Siempre que atravieso la Plaza de la Inmaculada escucho la voz estentórea y cantarina de un mendigo que, sentado junto a la entrada de una tienda de moda, se dirige a los transeúntes con un monocorde “Buenos díiiaaas, que tenga un buen díiiaaa”. En su perlocución alarga las sílabas finales de las dos frases con el oficio de quien lleva repitiendo lo mismo desde hace muchos años. Lo miro con el rabillo del ojo, y acelero el paso al llegar a su altura cuando me lanza su protocolario deseo. Nunca se me ha ocurrido arrojar una moneda a la cajita que tiene al efecto, no sé..., quizás por pudor. Un día que pasaba por la plaza lo eché en falta. Me resultó extraño, porque su presencia resultaba más persistente y cotidiana que cualquier otro elemento urbano.
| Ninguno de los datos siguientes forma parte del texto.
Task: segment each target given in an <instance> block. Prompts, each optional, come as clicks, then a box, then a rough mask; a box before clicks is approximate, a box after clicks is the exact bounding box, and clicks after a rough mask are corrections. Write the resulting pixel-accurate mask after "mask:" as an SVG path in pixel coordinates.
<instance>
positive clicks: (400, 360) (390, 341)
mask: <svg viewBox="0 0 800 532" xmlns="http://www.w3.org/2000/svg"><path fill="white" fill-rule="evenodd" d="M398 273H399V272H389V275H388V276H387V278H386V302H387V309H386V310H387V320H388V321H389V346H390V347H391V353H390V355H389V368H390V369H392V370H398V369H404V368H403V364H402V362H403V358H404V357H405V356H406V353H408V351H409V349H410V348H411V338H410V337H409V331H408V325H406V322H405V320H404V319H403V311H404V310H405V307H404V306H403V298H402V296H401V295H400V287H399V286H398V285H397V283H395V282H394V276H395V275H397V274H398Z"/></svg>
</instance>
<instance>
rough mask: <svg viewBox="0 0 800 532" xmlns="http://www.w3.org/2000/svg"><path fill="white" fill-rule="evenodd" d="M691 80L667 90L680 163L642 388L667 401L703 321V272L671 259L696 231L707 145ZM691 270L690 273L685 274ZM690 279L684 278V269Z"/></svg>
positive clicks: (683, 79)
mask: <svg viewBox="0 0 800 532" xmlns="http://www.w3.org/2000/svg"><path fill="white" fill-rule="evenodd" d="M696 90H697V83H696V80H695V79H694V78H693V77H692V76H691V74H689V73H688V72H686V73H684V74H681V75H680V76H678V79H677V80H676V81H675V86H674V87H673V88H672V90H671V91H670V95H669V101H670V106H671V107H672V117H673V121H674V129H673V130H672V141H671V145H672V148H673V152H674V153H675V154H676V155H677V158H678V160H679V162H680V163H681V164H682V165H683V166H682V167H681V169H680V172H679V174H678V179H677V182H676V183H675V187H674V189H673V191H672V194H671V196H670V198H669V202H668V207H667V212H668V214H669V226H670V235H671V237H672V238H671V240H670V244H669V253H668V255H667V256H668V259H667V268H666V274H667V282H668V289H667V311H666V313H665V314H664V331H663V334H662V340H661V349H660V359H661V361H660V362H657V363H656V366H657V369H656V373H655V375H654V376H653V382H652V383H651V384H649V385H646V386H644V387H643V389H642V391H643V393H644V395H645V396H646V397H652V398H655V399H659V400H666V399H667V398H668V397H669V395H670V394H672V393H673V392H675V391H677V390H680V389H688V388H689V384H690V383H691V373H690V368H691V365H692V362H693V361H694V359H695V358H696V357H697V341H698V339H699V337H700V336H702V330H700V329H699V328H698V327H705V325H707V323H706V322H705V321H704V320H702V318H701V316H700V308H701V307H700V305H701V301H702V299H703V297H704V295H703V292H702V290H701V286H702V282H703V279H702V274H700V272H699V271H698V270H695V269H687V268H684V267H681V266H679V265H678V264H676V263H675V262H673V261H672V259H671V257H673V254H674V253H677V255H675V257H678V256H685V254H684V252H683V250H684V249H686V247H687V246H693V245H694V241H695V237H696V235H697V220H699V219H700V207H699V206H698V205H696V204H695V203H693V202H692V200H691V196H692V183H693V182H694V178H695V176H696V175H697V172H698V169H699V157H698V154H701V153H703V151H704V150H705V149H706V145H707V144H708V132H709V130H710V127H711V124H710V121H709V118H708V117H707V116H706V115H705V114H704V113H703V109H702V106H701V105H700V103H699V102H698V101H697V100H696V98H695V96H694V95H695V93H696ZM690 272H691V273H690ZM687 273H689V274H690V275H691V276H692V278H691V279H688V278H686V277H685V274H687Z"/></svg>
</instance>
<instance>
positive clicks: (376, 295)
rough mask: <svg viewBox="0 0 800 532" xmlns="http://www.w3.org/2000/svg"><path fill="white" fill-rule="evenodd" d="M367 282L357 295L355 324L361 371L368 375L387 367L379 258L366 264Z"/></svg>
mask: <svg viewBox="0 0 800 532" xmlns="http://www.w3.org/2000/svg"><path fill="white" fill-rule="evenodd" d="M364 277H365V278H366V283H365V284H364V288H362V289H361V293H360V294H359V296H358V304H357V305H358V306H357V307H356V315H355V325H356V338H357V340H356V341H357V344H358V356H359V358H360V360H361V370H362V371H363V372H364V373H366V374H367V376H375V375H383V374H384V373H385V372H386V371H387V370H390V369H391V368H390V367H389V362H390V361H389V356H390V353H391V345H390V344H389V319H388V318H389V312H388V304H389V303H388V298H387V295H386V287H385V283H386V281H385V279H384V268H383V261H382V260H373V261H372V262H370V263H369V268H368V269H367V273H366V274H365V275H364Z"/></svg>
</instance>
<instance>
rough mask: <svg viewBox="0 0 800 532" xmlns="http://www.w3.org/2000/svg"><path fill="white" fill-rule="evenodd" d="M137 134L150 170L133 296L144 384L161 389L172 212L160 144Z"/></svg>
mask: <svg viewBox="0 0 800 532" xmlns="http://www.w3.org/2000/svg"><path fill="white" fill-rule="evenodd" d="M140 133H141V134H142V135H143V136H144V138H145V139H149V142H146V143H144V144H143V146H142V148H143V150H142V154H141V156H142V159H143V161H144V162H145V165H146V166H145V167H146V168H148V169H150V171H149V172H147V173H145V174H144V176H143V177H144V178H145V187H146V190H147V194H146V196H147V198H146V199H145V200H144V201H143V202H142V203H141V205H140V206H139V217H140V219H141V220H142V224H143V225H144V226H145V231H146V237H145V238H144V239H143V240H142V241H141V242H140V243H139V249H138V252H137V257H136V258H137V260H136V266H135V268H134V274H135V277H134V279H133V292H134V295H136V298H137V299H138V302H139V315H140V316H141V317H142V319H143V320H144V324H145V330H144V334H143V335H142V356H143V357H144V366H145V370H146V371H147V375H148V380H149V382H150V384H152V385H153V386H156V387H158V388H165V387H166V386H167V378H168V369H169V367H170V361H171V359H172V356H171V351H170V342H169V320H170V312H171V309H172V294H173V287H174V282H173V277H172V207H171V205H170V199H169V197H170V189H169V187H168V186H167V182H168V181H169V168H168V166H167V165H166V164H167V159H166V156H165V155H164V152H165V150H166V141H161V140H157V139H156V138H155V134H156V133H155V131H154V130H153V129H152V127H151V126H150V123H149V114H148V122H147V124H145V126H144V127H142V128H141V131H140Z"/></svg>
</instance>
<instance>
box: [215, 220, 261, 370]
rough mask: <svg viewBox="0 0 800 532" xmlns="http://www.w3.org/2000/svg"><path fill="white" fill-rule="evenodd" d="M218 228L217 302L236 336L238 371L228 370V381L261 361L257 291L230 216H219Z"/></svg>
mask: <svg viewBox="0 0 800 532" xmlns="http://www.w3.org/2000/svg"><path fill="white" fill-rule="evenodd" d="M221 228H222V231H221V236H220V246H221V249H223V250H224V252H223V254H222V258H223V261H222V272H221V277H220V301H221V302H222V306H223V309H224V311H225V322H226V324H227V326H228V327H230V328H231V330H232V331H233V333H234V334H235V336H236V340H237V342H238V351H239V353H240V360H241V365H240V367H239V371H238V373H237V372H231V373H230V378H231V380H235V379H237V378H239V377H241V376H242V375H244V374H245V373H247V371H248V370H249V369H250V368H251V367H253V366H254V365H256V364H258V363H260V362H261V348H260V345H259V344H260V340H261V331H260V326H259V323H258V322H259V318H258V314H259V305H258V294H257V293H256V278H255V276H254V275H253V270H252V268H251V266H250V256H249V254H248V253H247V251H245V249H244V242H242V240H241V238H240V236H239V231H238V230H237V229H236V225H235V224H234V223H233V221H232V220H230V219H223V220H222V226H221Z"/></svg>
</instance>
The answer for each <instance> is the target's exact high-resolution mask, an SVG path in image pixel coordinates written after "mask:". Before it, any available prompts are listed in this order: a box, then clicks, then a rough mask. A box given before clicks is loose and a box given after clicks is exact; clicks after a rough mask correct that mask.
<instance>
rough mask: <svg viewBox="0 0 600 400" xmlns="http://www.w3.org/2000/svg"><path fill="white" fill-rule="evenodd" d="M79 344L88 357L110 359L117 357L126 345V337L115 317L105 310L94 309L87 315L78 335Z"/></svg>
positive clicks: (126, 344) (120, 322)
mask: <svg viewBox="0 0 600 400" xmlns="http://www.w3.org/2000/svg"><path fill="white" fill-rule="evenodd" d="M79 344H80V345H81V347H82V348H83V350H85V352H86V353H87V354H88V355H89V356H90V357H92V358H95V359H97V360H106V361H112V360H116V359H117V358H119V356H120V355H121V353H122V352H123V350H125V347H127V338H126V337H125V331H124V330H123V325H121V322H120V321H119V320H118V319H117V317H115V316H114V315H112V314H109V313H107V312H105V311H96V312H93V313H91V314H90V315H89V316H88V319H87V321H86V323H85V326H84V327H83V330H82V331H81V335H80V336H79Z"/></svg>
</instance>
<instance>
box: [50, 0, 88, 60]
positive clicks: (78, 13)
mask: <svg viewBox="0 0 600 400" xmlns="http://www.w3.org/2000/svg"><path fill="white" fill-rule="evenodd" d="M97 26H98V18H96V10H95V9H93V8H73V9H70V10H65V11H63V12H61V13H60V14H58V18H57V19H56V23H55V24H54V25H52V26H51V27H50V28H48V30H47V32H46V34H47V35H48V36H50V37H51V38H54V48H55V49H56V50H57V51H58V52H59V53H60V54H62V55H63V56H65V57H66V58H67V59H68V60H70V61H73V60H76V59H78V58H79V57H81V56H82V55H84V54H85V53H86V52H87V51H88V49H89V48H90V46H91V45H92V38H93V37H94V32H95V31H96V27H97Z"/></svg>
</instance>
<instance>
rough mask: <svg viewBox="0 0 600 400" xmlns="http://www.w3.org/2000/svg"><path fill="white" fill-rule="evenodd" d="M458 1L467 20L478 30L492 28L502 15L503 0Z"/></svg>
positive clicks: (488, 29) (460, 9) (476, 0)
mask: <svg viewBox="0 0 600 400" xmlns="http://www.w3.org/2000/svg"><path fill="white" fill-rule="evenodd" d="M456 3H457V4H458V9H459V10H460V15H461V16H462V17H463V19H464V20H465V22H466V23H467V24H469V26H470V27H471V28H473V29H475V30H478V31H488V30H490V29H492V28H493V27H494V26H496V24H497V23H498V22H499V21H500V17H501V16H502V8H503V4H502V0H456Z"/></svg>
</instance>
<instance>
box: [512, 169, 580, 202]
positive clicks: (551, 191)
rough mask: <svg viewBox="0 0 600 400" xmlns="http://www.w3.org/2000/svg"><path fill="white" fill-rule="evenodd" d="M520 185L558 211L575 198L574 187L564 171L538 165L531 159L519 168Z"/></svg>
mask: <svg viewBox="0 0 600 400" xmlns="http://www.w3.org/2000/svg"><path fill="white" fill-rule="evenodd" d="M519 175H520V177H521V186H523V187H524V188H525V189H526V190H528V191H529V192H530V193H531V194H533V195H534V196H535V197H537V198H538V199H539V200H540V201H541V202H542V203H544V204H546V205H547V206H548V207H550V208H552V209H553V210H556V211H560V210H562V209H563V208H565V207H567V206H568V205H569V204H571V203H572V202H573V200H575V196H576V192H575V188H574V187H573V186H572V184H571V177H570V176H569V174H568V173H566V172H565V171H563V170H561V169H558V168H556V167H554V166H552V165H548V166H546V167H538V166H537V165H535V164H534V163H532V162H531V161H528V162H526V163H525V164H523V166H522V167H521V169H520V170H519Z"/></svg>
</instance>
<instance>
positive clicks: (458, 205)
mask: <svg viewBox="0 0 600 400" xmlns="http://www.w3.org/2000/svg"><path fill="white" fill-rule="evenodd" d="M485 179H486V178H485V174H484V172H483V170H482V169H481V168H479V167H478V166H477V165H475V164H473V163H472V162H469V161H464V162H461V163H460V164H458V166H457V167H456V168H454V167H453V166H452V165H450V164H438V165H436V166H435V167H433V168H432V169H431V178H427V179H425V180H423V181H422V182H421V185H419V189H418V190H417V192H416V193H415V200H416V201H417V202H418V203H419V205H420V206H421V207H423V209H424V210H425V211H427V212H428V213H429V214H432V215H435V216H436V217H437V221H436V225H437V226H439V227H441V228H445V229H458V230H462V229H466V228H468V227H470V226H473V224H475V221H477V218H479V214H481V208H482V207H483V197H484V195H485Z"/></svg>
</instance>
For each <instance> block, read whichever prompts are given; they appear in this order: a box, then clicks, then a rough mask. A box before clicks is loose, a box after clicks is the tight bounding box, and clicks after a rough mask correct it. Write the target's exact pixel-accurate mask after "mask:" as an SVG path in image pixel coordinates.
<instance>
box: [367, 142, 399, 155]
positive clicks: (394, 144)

Continué mi camino hacia la Avenida de Ordoño II. Una vez hube desembocado en ella, lo vi sentado voceando la misma cantilena, aunque a diferencia de cómo lo hacía en su lugar habitual, se notaba una cierta inseguridad en el tono. No terminé de sobrepasarlo cuando se levantó, tomó su carrito azul, su caja petitoria y se dirigió hacia la puerta de la perfumería Arenal, donde otro mendigo, este mucho más joven que él, en pie mostraba un cartel mediante el cual solicitaba la limosna a los viandantes extendiéndoles un bote de chapa. Se acercó y al momento iniciaron una conversación. No pude resistir la curiosidad de enterarme de qué hablaban dos mendigos de edades tan dispares. Así es que seguí sus pasos hasta situarme lo más cerca posible de ellos, mirando el escaparate para disimular.
—Lo que tienes que hacer es atraparles la mirada y entonces les dices algo. Así siempre te dan, sobre todo los viejos —le estaba diciendo al otro con un gesto de pícaro experimentado, lejos de la cara piadosa que ponía en plena faena recaudatoria.
No pude escuchar más, porque enseguida sospechó de mis intenciones y se calló haciéndole un guiño a su interlocutor, con lo cual no tuve otra opción que poner fin a mi indiscreción y alejarme.
Al día siguiente me dejé atrapar los ojos y deposité una moneda de un euro en la cajita. Aunque... pensándolo bien... quizás fuera yo quien atrapara los suyos para recibir la absolución por mi mala conciencia.